Bill, I agree with you that there are a lot of phases out there which are as full of amino groups as an old bonded phase was full of silanols. But this is not the case for other phases, so we need to be careful not to generalize.

Many, if not most, of the embedded polar phases are amide phases that are created in a 2-step process. You bind an amine to the surface first, than you react it in a second step with an activated long-chain carboxylic acid, such as a C12-COCl. If you do that you have invariably some amine left on the surface that creates these effects that you have observed.

From my standpoint, this is the amateur's way of making such a phase. Companies with a real synthetic capability synthesize the desired ligand first, and then bond the complete ligand to the surface. In addition, in the case of the ...Shield RP phases by Waters, we use a carbamate linkage, with the oxygen of the carbamate oriented towards the silica. This ensures that even if there were a breakdown of the embedded polar group that you will not be left with a silly strongly interacting group on the surface. I have presented this case at more than one HPLC conference and in papers, and a few of my colleagues have improved their EPG product.

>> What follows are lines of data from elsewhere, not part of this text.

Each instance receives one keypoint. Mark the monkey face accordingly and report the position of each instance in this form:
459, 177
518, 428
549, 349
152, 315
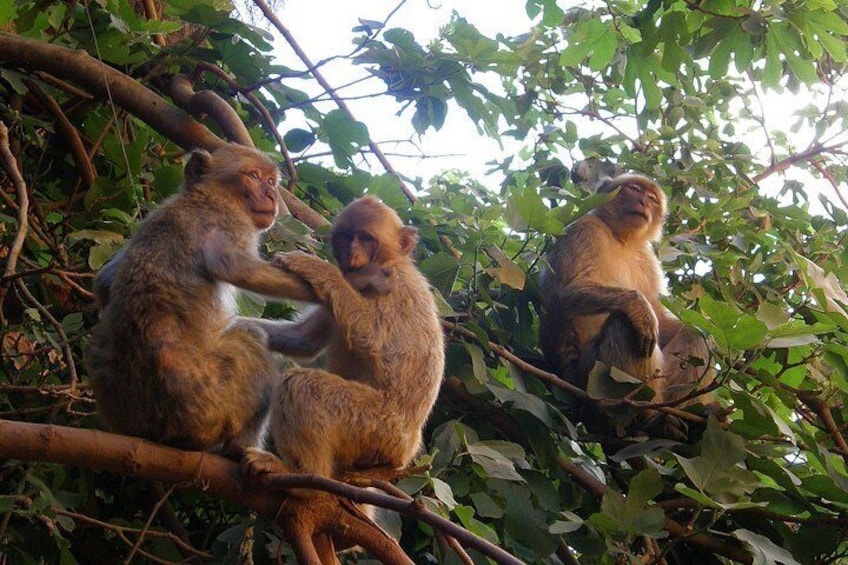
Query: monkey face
367, 231
261, 195
639, 202
354, 249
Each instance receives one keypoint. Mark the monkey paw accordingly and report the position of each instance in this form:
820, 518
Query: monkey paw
310, 267
256, 462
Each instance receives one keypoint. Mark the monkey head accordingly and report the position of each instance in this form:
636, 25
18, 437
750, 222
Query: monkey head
246, 177
368, 232
637, 211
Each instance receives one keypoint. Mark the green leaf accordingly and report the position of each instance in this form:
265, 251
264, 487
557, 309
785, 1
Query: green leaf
718, 471
345, 137
443, 492
507, 272
494, 458
297, 139
441, 270
8, 12
764, 551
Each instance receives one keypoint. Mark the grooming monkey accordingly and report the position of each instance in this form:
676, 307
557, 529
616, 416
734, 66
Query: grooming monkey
601, 298
167, 362
384, 354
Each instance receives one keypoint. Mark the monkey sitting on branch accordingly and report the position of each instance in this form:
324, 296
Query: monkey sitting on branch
167, 362
601, 296
384, 354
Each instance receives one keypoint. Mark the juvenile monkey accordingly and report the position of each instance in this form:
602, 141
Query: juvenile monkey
384, 354
167, 362
601, 297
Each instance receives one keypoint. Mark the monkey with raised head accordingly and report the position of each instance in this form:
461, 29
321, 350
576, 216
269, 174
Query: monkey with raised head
601, 298
384, 354
167, 361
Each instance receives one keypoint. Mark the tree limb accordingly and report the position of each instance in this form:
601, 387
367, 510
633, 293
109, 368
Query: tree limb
10, 165
102, 80
208, 102
302, 518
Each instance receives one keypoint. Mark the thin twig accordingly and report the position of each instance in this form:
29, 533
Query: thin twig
57, 326
266, 10
10, 165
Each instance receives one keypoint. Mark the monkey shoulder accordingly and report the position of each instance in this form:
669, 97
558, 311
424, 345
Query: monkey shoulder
586, 246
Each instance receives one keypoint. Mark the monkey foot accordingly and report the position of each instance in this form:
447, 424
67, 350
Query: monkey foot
257, 462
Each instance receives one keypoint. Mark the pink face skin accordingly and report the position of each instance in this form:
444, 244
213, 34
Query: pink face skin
637, 211
262, 195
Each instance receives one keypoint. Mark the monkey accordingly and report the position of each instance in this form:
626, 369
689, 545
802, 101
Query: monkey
384, 354
168, 362
601, 295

I have not tested the phases that Chris is talking about, but considering that they were introduced late in the game and have a complex design, I do not think that they made the mistake of the left-over amines that early phases and primitive copies of these early phases were suffering from.

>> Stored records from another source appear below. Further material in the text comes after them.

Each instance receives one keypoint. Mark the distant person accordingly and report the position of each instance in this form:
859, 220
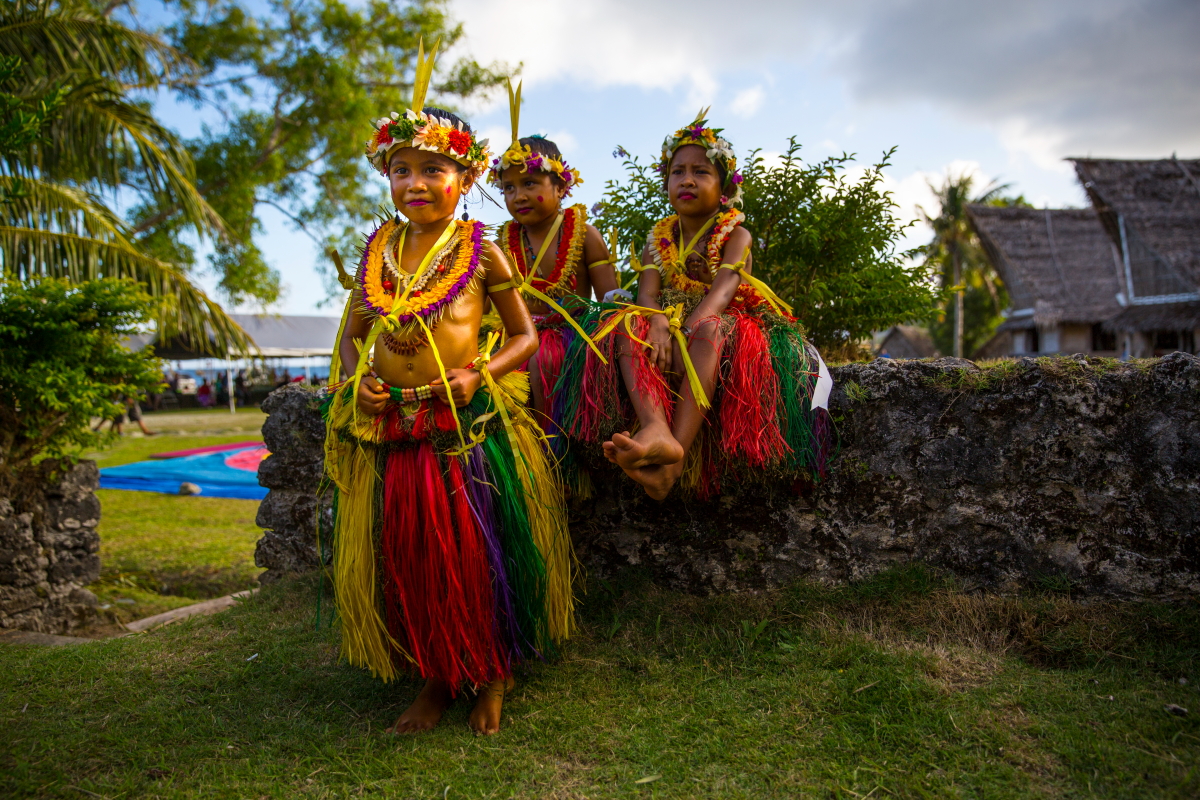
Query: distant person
132, 411
204, 394
239, 388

As with standard bonded phases, there is high quality and low quality, and a knowledgeable user will find out quickly.

[HW Mueller]

Now, after all this work someone comes along and willfully adds an entirely different type of interaction capability (ionic), and someone calls this the greatest breakthrough (broke through what?). I don´t want to be misunderstood, as mentioned before, I have used some niche possibilities for multies, with if, if, if...... Otherwise: a pain in the neck.

[Bill Tindall]

Chris, Uwe others,

I did not know how general my observation was, which was the point of the question. I found your responses enlightening and they would encourage me to try other varieites of this column type. Most column manufacturers refuse to reveal the details of column chemistry like you have provided so the customer has no way to suspect things like incomplete amidation. (I had the main technical person from a major column manufacturer tell me that amines were not used in any way in the manufacturer of their products.) I later learned from a more knowledgable/honest? source that amines are used in both silica preparation as well as bonding and that these amines can have harmful basic impuirities.) The source of the column I tired, some time ago, "guaranteed" there were no basic sites left in the stationary phase after synthesis, which was shown to be incorrect. They probably didn't know. Which brought me to the second point, which I probably didn't make clearly.

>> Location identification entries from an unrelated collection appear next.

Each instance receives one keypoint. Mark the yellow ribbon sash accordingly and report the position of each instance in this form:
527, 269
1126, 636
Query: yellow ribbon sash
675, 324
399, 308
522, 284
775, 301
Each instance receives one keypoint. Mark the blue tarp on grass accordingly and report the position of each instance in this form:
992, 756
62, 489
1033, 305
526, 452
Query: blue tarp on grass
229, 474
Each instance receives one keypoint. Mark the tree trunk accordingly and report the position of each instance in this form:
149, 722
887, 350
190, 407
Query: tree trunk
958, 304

The main market for columns seems to be with people doing basic compounds. It also seems that the details of column manufacturer can result in traces (ppm or less?) of functionality not revealed by the gross column description- "polar embedded, C18", etc. If the vocal customer feedback is from people worrying about doing basic compounds, things that affect the separation of acidic species can (do) creep into column manufacturing processes that aren't noticed by all but the rare customer. I don't think that column manufacturers generally have much experience with how their columns perform with difficult acidic compound separations(trace component or low pKa). Having been mislead on several occasions, I have become cautious about claims of column performance for acidic species and suggest that others be cautious too, if there is any one else in the world that does trace, strong acid separations.

If manufacturers want a test species to probe undesirable acidic interactions, I would suggest tricarboxy benzoic acid (trimellitic acid) near its detection limit. If there is too much hydrophobic "ballast" on the test species subtle effects may not show up. So choosing a test species by pKa alone is insufficient.